Non, voilà comme elle voit : roulant la ville au levant, dévisageant cohortes de sablonneux paysages, bâtiments industriels et arbres rabougris, traversant ronds-points, s’affolant à peine de virages contre tôles en bordure de routes, piquets croulants sous le poids de panneaux jaune taxi, admirant les grues planter des immeubles sur des reliefs glabres, dans le ciel bleu barbeau parsemé de palmiers aux troncs duveteux.

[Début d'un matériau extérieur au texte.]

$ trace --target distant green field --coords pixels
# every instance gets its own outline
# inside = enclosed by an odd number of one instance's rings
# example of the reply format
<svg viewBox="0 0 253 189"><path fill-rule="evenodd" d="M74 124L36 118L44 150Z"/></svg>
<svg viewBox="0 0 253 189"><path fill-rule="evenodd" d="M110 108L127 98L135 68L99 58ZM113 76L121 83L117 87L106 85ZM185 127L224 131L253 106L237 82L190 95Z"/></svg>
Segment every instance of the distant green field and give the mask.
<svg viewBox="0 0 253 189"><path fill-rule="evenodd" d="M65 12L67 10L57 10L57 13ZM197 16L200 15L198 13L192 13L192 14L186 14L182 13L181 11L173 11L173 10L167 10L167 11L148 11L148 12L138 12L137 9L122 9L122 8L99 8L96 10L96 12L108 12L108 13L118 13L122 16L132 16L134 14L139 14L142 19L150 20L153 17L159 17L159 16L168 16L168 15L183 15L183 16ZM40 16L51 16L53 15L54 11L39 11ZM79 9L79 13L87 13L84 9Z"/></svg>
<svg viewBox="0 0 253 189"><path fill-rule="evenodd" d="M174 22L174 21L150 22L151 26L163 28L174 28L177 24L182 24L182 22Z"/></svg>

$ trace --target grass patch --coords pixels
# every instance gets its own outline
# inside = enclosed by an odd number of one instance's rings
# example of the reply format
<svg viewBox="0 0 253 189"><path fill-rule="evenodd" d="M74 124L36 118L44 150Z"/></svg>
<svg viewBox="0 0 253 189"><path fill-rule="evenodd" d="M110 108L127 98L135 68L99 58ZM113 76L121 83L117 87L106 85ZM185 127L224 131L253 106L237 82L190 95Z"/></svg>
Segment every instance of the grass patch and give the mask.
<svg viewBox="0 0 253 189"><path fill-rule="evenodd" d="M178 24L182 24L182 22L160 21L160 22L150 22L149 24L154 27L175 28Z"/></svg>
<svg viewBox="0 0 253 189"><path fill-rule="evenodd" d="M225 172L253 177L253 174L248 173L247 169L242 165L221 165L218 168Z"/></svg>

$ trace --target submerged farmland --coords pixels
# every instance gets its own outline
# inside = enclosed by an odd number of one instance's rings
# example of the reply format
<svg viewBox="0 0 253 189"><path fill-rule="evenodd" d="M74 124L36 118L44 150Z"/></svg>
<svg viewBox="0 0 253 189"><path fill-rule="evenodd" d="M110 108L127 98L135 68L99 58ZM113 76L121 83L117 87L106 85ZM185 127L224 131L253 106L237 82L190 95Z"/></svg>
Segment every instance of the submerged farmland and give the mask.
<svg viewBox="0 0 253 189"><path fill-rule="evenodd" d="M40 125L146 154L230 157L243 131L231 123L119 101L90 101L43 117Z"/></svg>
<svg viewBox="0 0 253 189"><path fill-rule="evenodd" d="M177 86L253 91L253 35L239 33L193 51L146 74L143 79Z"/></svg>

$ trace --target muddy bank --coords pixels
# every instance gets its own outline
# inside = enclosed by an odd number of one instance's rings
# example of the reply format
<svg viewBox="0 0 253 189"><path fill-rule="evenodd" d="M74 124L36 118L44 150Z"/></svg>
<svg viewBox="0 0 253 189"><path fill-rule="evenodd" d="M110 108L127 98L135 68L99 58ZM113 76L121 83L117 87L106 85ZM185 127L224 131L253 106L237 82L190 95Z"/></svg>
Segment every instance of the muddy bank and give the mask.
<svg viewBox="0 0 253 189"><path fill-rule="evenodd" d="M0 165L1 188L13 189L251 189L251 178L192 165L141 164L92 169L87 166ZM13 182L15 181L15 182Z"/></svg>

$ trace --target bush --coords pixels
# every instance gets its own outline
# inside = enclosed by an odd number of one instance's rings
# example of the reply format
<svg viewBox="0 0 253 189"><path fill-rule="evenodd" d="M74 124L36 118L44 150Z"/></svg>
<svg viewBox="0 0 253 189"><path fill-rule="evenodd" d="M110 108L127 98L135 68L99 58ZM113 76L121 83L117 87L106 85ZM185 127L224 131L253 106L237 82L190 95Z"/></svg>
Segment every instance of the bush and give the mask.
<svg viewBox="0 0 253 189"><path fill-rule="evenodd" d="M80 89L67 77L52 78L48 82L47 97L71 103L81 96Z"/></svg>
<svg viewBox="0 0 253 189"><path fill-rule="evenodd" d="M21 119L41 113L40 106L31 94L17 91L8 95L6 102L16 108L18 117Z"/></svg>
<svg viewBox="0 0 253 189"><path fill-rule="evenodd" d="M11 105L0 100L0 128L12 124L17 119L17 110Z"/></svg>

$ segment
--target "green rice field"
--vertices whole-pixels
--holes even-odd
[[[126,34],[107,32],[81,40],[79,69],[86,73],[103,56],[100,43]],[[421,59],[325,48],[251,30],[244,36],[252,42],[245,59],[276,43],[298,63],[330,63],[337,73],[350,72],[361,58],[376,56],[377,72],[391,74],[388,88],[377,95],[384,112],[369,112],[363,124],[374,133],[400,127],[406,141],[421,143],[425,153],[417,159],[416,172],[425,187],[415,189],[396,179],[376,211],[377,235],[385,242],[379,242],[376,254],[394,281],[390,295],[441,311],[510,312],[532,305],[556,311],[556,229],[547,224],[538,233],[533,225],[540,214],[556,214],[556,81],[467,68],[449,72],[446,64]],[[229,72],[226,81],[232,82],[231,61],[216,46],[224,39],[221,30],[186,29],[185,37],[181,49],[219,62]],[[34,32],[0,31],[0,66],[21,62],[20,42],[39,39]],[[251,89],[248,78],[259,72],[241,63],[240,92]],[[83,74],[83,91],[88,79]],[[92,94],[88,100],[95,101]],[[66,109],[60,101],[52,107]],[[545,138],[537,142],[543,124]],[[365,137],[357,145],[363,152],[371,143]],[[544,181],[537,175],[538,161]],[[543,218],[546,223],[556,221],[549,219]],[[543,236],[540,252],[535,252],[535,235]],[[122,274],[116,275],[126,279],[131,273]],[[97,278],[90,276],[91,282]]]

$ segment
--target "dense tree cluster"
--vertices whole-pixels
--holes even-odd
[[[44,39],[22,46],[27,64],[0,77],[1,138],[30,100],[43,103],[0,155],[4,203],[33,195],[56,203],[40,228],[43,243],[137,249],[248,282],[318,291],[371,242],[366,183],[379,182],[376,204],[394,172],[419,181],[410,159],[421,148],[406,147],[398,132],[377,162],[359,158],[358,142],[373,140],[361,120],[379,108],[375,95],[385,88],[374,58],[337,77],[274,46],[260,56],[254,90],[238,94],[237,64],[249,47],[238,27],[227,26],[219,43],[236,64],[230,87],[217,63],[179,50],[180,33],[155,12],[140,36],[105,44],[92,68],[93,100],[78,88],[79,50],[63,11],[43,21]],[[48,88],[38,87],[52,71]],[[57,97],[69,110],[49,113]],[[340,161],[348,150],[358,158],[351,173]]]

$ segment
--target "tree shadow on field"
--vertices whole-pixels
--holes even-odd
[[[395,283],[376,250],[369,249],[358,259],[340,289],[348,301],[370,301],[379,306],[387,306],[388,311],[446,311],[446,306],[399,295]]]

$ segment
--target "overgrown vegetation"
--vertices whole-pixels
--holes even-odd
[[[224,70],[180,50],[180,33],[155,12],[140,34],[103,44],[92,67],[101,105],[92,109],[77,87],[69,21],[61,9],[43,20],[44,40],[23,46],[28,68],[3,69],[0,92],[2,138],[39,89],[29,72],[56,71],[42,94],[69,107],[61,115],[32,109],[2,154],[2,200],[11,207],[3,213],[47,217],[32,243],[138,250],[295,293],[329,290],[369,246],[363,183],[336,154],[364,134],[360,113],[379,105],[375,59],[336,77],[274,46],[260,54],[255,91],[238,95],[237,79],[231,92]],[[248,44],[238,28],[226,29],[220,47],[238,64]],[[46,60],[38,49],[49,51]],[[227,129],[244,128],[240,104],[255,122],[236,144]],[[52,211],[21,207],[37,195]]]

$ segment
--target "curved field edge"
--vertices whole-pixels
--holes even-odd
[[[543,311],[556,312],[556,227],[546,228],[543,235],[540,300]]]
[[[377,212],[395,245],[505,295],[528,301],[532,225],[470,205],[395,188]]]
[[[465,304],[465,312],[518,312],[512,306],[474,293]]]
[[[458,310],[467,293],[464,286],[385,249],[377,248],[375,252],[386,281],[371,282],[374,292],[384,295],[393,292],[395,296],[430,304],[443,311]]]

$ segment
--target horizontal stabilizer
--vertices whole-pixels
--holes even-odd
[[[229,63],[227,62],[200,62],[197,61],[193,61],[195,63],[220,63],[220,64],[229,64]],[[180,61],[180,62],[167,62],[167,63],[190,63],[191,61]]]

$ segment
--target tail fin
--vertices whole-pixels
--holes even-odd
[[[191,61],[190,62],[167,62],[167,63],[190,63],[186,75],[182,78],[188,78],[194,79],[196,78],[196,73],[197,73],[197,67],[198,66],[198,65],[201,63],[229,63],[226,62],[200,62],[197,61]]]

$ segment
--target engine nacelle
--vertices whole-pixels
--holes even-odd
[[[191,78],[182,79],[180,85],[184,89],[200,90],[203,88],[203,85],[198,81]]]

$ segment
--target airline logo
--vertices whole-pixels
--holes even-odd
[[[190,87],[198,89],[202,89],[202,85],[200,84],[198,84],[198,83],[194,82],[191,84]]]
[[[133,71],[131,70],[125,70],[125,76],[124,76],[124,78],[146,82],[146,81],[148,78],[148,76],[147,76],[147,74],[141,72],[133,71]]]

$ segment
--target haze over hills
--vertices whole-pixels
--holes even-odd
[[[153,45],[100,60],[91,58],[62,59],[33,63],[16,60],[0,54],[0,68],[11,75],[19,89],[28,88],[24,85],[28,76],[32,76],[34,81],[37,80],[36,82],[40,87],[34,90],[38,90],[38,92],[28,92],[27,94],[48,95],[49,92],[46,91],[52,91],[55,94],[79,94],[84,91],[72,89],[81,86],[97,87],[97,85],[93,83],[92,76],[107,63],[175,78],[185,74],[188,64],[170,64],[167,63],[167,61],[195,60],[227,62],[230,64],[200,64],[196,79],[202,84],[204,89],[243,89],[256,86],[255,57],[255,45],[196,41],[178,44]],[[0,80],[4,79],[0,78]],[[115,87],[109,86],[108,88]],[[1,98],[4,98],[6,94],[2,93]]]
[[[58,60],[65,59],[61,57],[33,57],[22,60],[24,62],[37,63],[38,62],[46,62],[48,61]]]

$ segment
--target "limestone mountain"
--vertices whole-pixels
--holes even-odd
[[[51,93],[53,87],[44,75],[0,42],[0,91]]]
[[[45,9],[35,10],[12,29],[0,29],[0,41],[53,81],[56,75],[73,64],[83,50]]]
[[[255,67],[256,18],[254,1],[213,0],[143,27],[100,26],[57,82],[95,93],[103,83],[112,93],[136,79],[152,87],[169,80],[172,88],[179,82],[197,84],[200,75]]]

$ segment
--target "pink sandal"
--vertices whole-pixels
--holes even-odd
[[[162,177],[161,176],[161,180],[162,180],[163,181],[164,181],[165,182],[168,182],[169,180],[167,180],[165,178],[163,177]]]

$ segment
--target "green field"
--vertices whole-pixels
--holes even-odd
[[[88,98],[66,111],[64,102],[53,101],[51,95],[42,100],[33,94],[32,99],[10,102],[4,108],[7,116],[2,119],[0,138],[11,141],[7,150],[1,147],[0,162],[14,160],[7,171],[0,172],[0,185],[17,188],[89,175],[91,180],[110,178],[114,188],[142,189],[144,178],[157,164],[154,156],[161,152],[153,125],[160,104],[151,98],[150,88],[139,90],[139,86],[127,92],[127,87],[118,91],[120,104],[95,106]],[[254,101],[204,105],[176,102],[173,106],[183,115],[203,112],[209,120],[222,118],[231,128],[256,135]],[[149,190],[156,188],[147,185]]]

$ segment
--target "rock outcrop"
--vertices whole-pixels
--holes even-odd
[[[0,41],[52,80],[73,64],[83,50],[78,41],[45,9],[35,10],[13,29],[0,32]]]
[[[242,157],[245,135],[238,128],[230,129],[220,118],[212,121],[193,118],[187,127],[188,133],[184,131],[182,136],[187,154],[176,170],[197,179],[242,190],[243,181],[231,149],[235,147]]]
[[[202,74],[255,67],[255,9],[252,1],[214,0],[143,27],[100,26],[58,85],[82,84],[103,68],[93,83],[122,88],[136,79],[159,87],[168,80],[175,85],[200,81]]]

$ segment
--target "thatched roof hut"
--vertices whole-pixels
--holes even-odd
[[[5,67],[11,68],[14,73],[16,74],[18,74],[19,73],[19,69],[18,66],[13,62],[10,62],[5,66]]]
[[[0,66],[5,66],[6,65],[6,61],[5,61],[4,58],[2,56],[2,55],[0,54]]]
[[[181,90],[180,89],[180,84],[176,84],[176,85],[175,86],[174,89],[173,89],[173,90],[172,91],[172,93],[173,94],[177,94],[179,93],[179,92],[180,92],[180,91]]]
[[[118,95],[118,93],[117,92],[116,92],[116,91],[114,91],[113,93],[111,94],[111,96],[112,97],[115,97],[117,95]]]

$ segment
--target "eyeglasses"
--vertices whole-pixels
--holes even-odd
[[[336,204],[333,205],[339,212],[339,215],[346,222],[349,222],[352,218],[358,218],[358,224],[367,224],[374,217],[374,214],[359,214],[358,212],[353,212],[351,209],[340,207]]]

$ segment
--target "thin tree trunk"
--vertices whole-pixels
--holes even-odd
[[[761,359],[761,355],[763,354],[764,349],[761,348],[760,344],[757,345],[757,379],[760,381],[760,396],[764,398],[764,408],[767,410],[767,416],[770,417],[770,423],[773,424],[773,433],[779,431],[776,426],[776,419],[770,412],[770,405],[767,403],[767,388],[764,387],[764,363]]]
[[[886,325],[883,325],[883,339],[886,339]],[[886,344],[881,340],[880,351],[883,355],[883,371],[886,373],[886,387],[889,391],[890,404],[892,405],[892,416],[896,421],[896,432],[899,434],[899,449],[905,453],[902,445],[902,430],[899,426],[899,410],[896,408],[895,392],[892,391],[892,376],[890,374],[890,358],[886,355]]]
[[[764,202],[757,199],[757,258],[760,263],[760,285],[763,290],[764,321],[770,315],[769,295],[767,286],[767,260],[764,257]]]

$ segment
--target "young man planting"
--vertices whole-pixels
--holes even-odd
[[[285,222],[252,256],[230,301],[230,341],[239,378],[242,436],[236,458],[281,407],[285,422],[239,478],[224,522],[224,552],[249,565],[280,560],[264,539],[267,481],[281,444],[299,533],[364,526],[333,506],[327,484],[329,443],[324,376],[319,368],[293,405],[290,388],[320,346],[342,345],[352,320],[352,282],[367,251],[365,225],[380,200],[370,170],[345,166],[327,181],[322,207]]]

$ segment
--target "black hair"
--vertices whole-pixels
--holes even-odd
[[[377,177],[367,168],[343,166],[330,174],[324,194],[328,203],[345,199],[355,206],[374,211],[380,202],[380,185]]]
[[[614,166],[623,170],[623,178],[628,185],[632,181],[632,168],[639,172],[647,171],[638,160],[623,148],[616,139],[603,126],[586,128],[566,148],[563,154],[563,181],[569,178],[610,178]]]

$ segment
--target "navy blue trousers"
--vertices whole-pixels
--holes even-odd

Non, voilà comme elle raconte : en volant – tout là-bas au-dessus de cette mer morte, maudite pour les uns, divine pour les autres, les oiseaux survivent malgré salinité, quelques poissons rampent aux embouchures de petits affluents qui descendent des montagnes, et en tous sens, des tempêtes s’élèvent. Gémellité ? Malgré épais courants d’air ici – emprisonnant publicités géantes, rideaux flottants, antennes paraboliques perchées sur des toitures percées, malgré tsunamis de poussière soulevant gravats et planches efflanqués oubliés au pied de palaces, de murs éraflés, les embouteillages perdurent – piétons, cyclistes et véhicules en tous genres s’engouffrent dans les remparts tremblants de la ville forteresse.
Non, voilà, elle y va : entre en itinérance pas à pas, dans le marché Bab Djebli, accrochée à son GPS, dans le plein vent des murs de Sfax, bifurquante, hésitante, trébuchante – talons de sandales compensés peu adaptés à la médina.
Non, voilà, elle y est : dans la kasbah, en son enceinte, penchée contre un étal de loups et de dorades, glissants, encore un peu vivants – porter demain sa robe fleurie trop échancrée ? – là, donc – en méditerranée, respirant à pleine branchie, s’affligeant mais se rassurant – son sarouel en coton léger fera l’affaire – traversée jusqu’à la moelle dans tous ses os d’antan, emportée en bord de chute par les courants contraires de colonies, phéniciennes, romaines, musulmanes, françaises… Béryl fouille du bec dans la vase des fracas salés et sanglants du Moyen Orient.
Tu vois, voilà comme on traverse les terres et les mers d’un père silencieux.
Merci Michaux,
Merci François
J’ai essayé
Dire en dessous sans en dire trop
Dire en mots – images
J’ai poussé, repris, démonté, entrelacé,
Pas pu m’empêcher de raconter quand même
Résultat curieux, opaque.
Quels écueils à ces formes ?
Où s’arrêter quand on a commencé ?
A creuser là encore.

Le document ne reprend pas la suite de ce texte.